The chairman doesn't have any explicit power over the board, as far as directing policy goes. He simply presides over the league's (internal) meetings and is supposed to do so in an impartial manner; he has as much power as any other governor. The league's public representative is the commissioner.

The following men have been chairman in the league's history:

1953-57 - Conn Smythe, Maple Leafs
1957-64 - Walter Brown, Bruins
1964-66 - James D. Norris, Black Hawks
1966-68 - Bruce Norris, Red Wings
1968-70 - Bill Jennings, Rangers
1970-72 - Bill Wirtz, Black Hawks
1972-74 - Bruce Norris, Red Wings
1974-76 - Bill Wirtz, Black Hawks
1976-78 - John Ziegler, Red Wings
1978-92 - Bill Wirtz, Blackhawks
1992-94 - Bruce McNall, Kings
1994-95 - Vacant
1995-2007 - Harley Hotchkiss, Flames
2007-present - Jeremy Jacobs, Bruins

Conn Smythe was the inaugural chairman in 1953 and stayed in that post until 1957. Walter Brown, head of the Boston Garden-Arena Company (owners of the Bruins), succeeded Smythe. Brown died in 1964 and James D. Norris, co-owner of the Black Hawks with Arthur Wirtz, replaced him. Norris himself died of a heart attack less than two years later and his half-brother Bruce, owner of the Red Wings, replaced him.

From the late '60s to late '70s no chairman was re-elected for a consecutive term and it changed hands between Bruce Norris, the Rangers' Bill Jennings, Black Hawks president Bill Wirtz (whose father Arthur gained complete ownership of the Black Hawks after Norris's death) and Red Wings general counsel and alternate governor John Ziegler.

After Clarence Campbell stepped down as league president in 1977 Ziegler was appointed President. He remained in his position as Chairman of the Board until 1978 when Bill Wirtz was elected to succeed him.

Wirtz gained complete ownership of the Black Hawks in 1983 after his father died and was re-elected league chairman an unprecedented six times, staying in the position until he resigned in 1992.

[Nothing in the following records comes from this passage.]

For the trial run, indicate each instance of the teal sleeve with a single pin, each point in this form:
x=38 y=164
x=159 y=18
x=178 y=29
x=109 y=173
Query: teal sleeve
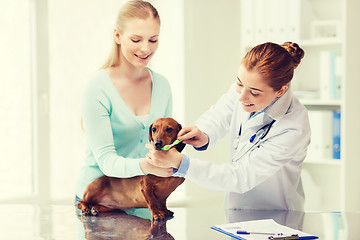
x=96 y=109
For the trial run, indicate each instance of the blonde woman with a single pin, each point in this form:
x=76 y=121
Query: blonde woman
x=123 y=98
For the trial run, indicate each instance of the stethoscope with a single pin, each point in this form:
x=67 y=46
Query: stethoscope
x=262 y=132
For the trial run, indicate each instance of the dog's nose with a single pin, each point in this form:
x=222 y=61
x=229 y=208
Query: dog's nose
x=158 y=145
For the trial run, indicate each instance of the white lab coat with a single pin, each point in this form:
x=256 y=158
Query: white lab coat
x=268 y=176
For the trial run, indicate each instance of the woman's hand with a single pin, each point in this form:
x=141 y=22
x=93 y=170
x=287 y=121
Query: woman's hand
x=193 y=136
x=148 y=168
x=163 y=159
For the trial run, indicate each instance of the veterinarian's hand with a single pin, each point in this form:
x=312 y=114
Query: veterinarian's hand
x=193 y=136
x=148 y=168
x=164 y=159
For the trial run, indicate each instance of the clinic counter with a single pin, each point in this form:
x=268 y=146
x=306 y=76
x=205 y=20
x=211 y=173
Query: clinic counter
x=61 y=222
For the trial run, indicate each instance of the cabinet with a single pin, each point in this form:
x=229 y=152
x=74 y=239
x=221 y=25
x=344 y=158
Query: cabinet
x=327 y=81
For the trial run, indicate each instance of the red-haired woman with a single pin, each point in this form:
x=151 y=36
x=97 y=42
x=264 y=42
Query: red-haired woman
x=269 y=135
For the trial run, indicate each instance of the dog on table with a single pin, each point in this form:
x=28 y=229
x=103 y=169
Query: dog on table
x=108 y=193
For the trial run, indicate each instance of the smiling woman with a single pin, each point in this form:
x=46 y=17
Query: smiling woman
x=123 y=98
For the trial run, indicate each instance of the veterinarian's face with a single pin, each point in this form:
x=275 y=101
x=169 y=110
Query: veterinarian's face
x=254 y=93
x=139 y=40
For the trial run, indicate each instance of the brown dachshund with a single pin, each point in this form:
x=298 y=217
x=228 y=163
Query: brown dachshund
x=109 y=193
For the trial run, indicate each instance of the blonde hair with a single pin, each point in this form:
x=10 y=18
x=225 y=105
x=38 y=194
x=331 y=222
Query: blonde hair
x=131 y=9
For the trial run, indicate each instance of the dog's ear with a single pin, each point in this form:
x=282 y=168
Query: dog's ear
x=150 y=134
x=181 y=145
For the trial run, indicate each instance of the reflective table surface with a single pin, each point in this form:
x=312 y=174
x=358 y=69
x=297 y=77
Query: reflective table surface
x=61 y=222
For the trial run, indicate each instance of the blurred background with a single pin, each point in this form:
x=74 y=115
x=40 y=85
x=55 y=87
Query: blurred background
x=50 y=48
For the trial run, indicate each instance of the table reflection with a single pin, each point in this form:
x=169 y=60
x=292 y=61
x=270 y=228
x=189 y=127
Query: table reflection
x=129 y=224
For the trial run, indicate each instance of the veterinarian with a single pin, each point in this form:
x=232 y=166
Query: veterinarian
x=122 y=99
x=269 y=135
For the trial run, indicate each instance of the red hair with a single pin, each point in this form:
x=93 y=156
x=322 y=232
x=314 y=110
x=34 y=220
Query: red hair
x=275 y=63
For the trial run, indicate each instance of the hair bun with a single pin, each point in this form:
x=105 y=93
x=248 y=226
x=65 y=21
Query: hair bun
x=296 y=52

The Kings' flamboyant owner Bruce McNall was elected to replace Wirtz after the 1992 players strike. President John Ziegler was ousted and league counsel Gil Stein was named his interim replacement while a new position, that of Commissioner, was created and candidates for the position were sought out. Gary Bettman was eventually named the NHL's first commissioner, the office of President superseded and replaced entirely. McNall resigned as chairman in 1994 amidst legal troubles: a $90 million loan with Bank of America was called and he couldn't afford paying it, necessitating selling the majority of the Kings. He also faced allegations within the NHL's circles of conspiring with Gil Stein to have Stein enshrined in the Hockey Hall of Fame. Eventually it was learned that he had fraudulently obtained $236 million in loans over the preceding decade and he spent several years in prison for fraud and conspiracy as a result.

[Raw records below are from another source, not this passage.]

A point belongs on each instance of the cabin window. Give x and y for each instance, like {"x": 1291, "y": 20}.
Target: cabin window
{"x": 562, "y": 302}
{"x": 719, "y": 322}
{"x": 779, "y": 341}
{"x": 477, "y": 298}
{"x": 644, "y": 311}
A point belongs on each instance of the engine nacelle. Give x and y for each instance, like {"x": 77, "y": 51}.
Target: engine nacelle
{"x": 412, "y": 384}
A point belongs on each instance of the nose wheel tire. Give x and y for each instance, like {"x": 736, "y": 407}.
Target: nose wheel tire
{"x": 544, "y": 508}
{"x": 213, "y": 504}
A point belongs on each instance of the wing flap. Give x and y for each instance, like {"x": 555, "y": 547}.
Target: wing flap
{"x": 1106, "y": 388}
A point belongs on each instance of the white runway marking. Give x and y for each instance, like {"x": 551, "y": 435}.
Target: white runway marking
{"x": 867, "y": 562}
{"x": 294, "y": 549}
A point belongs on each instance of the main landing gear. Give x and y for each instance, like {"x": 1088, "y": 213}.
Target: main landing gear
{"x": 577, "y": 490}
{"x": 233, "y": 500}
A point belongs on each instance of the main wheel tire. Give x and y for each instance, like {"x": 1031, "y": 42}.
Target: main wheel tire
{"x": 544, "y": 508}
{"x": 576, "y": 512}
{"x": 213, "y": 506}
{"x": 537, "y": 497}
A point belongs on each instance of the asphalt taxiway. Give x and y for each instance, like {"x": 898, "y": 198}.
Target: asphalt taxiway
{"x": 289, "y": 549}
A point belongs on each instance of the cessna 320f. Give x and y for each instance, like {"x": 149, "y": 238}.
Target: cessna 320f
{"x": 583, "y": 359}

The lockout-shortened 1994-95 season was played without a board chairman in place. Apparently the labour strife took the NHL's attention away from electing a new chairman.

In 1995 Flames co-owner Harley Hotchkiss was elected chairman and was re-elected five times (for a total of 12 years), the closest anyone has come to Bill Wirtz's 14 consecutive years (18 total) as NHL board chairman. Hotchkiss resigned the position in 2007 (he died in 2011) and Bruins owner Jeremy Jacobs has been chairman ever since.